Ganz ohne Governance geht es dann aber doch nicht. Um den Fortschritt der COPs zu messen, berichten die Leiter der Gruppen in den Führungskreis. "Wir wollen verstehen, wo sie stehen, wie viele Leute teilnehmen und ob wir unsere Upskilling-Ziele schaffen, um das Know-how zu verbreitern," erklärt Schümmelfeder.
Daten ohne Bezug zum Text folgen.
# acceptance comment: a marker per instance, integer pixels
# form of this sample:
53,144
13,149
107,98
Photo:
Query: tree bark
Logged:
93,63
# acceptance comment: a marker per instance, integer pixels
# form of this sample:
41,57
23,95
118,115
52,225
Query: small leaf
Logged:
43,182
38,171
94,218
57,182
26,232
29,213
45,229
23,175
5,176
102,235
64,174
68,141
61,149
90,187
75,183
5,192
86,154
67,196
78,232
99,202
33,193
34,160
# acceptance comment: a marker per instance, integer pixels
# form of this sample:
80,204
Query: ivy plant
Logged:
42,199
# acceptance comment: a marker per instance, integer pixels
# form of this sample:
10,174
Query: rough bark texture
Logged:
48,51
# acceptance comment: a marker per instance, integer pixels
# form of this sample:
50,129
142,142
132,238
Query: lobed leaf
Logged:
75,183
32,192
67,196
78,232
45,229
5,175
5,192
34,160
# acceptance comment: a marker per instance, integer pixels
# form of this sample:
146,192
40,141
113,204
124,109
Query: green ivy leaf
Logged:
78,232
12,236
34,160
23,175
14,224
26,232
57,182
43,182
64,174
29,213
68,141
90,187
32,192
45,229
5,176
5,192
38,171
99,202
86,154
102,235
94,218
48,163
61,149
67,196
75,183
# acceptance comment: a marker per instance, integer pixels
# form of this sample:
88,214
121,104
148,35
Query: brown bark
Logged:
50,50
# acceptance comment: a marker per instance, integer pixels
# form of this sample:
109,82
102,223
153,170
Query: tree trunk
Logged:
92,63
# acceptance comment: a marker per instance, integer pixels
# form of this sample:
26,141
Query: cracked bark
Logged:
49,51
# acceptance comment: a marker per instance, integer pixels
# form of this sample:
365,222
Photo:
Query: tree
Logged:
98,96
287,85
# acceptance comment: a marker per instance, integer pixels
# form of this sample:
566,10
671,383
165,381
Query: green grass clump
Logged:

Zudem kommen diverse Werkzeuge zum Einsatz. Der Fortschritt der RPA-Initiativen wurde beispielsweise über das Automatisierungs-Tools UiPath verfolgt, das als RPA-Standardlösung im Unternehmen zum Einsatz kommt. "Dort sehen wir genau, wie viele Prozesse und Teilprozesse automatisiert und implementiert sind," so der CIO.

Darüber hinaus pflegen die COPs enge Verbindungen zum unternehmensinternen Kompetenzzentrum für RPA. Es strukturiert die Aktivitäten der Gruppen, um zu verhindern, dass zwei Teams an derselben Sache arbeiten, und hält die Dokumentation der Projekte vor. Schümmelfeder: "Darüber messen wir auch, wie schnell Projekte umgesetzt werden, und wir beobachten verschiedene KPIs wie etwa Start- und Enddatum."

Bei all dem hält sich der Manager jedoch an das Motto "Weniger ist mehr": "Wir wollen sie nicht mit Governance überschütten, sondern die Arbeit der COPs schlank und leicht halten." Dieser Freiraum und der Bottom-up-Ansatz der Communities sorge für intrinsisch motivierte Teilnehmer, die Innovationen von sich aus vorantreiben.

Systematisch qualifiziert

Neben den COPs überarbeitet Boehringer Ingelheim auch die Qualifizierung der Belegschaft. "Vorher konnten wir nicht genau sagen, wie viele Frontend- und Backend-Engineers oder Data Scientists wir tatsächlich haben. Diese Job-Rollen waren historisch gesehen sehr fragmentiert." Also hat das Team um Schümmelfeder die IT-Rollen harmonisiert und standardisiert.

Zudem werden einheitliche Lernpfade für die IT-Mitarbeiter mit den für die Rollen relevanten Skills definiert. Diese gestalten die Weiterbildung.

Für die Lernpfade gibt es Verantwortliche und Chapter. Sie halten die Skills vor und leihen sie in die Organisation für Projekte und Produkte aus. Das Chapter tauscht sich eng mit dem Verantwortlichen aus, welche Skills vorhanden sind, und welche gebraucht werden. Dadurch werden die Lernpfade kontinuierlich angepasst.

Lernen im Self-Service

Die Lernpfade selbst werden in der hauseigenen "IT-Academy" mit Kursen hinterlegt und sollen das "skill-basierte" Lernen fördern. Dort können sich die Kollegen eigenständig weiterbilden. Schümmelfeder spricht von "Self-oriented Learning".

"So verstehen unsere Leute auf Anhieb, was sie tun müssen, um sich weiterzuentwickeln, und sehen gleich den zugehörigen Weg," ergänzt der CIO. Zudem habe das Unternehmen nun immer den Überblick, welche Rollen und Qualifikationen vorhanden sind.

In jährlichen Mitarbeitergesprächen bieten die Lernpfade Anhaltspunkte, umstrukturiert festzulegen, wohin die Entwicklung gehen soll und was dafür zu leisten ist. Schließlich kommen hier die oben beschriebenen Communities of Practice ins Spiel. In ihnen können die Meilensteine für das nächste Level einer Ausbildung praxisnah erworben werden.